FORT COLLINS, Colo. (Reuters) - Despite heavier-than-expected ending stocks for U.S. corn and especially soybeans, speculators in the most recent week were buyers of Chicago corn and moderate sellers of soybeans. That was partially supported by bullish sentiment in other markets including wheat, soybean oil and energy.

A wheat field is seen at Langley farm, during a good harvest season due to a cool spring, in Shelbyville, Kentucky, U.S. June 29, 2021. REUTERS/Amira Karaoud/File Photo

Money managers in the week ended Oct. 5 added nearly 6,000 CBOT corn futures and options contracts to their net long position, which reached 250,596 contracts. That is according to data published Friday afternoon by the U.S. Commodity Futures Trading Commission.

That week included the U.S. Department of Agriculture’s quarterly grain stocks report, which showed Sept. 1 corn inventory a bit larger than analysts thought. Just prior to that data, funds had staged their largest corn buying week since December, possibly bracing for bullish figures.

Most-active corn futures rose 0.9% through Oct. 5, but they drifted more than 1% lower in the last three sessions. Friday’s settle of $5.30-1/2 per bushel is 6.6% above the recent low set Sept. 10.

Traders are awaiting USDA’s next outlook on the U.S. corn and soybean harvest, due Tuesday at noon EDT (1600 GMT). The market sees corn yield a hair lower than last month’s forecast.

SOYBEANS AND PRODUCTS

U.S. soybean yield is expected to rise from the prior number given strong reports in many states so far. The Sept. 1 U.S. soybean supply was much larger than expected, topping all trade estimates and setting up for a boost in ending stock projections for the current marketing year.

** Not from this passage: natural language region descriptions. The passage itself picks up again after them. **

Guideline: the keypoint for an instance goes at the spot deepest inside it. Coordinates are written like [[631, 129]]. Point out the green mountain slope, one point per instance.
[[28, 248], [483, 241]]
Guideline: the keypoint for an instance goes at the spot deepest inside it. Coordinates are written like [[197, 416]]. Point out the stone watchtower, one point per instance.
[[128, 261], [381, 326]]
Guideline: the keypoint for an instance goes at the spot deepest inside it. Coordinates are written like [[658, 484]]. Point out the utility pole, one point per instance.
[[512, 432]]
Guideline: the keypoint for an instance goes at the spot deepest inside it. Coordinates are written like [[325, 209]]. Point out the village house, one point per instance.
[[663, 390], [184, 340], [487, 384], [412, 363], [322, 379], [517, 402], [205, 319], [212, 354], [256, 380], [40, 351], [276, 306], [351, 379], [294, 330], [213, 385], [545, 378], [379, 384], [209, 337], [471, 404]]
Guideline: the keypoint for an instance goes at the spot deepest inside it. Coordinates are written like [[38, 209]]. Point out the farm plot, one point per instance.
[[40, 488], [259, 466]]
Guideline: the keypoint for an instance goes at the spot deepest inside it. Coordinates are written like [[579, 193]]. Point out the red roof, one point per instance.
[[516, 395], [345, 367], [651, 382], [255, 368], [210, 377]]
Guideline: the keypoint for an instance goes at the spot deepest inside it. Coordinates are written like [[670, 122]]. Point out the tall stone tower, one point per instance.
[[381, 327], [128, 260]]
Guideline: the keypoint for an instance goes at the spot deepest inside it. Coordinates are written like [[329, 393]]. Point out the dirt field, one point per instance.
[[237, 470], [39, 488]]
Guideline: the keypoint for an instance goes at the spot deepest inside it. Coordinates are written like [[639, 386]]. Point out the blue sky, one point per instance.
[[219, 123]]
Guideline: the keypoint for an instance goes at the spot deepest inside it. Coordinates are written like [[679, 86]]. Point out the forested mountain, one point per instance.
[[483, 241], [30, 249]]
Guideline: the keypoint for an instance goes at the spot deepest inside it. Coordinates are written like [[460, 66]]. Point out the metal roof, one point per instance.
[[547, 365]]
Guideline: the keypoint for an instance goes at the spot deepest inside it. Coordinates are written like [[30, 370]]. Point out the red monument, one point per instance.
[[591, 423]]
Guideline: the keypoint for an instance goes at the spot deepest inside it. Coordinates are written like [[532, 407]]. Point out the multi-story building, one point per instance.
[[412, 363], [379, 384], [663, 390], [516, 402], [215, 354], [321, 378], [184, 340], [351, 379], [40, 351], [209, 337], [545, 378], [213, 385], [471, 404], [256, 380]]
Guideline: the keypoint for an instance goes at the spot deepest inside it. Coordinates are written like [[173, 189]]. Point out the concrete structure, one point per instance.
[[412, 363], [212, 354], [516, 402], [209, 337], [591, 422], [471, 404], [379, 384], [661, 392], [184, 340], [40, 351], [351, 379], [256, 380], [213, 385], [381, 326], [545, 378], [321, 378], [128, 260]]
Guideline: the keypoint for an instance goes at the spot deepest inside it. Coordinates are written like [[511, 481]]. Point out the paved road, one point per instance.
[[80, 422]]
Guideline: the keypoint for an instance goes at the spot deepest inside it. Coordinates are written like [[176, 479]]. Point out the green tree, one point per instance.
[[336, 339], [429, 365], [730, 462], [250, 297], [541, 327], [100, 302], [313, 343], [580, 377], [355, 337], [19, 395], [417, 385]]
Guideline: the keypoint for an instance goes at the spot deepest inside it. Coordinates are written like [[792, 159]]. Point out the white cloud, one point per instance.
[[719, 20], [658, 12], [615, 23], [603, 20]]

Most-active soybeans slid 2.1% in the week ended Oct. 5, reaching the lowest point since December 2020. Money managers in that period reduced their net long in CBOT soybean futures and options to 49,453 contracts, a cut of just under 10,000 contracts. Funds had also bought beans before quarterly stocks, though to a lesser degree than in corn.

Soy futures dropped fractionally between Wednesday and Friday, though investors may not be ready to dump the oilseed yet due to strength in soybean oil futures, which on Friday hit the highest level since Aug. 17.

U.S. crude oil and gasoline futures on Friday both closed at their highest levels since October 2014 amid the global energy squeeze. Malaysian palm oil futures on Friday set an all-time high.

Soybean oil futures are well off June’s record, though the most-active soybean meal contract on Friday hit its lowest point since September 2020 at $318 per short ton. Meal futures ended last week about 32% off the year’s high set in January.

Strong oil and weak meal have caused a surge in CBOT oilshare, which measures soyoil’s share of value in the soy products. Money managers have been bullish the oilshare since early in 2020, though that optimism surged past 100,000 contracts in the latest week.

Through Oct. 5, money managers boosted their net short in CBOT soybean meal futures and options to 32,064 contracts from 14,964 in the previous week. During the same period, their net long in soybean oil jumped to 75,178 contracts from 47,490 a week earlier, funds’ strongest buying week in more than two years.

WHEAT

Wheat has recently supported grain futures as Sept. 1 U.S. stocks were smaller than predicted and supplies in top exporter Russia have come up short. Most-active CBOT wheat jumped 5.4% in the week ended Oct. 5, reaching the highest price since mid-August and the highest for the time of year since 2012.

Money managers during that week flipped to a net long position of 5,212 CBOT wheat futures and options contracts from a net short of 9,815 a week earlier. That was mostly on the addition of longs.

They also increased their Kansas City wheat net long by nearly 4,000 to 49,946 contracts, their most bullish stance in seven months. Funds added 549 contracts to their Minneapolis wheat net long, which reached 15,337 futures and options contracts as of Oct. 5.

The opinions expressed here are those of the author, a market analyst for Reuters.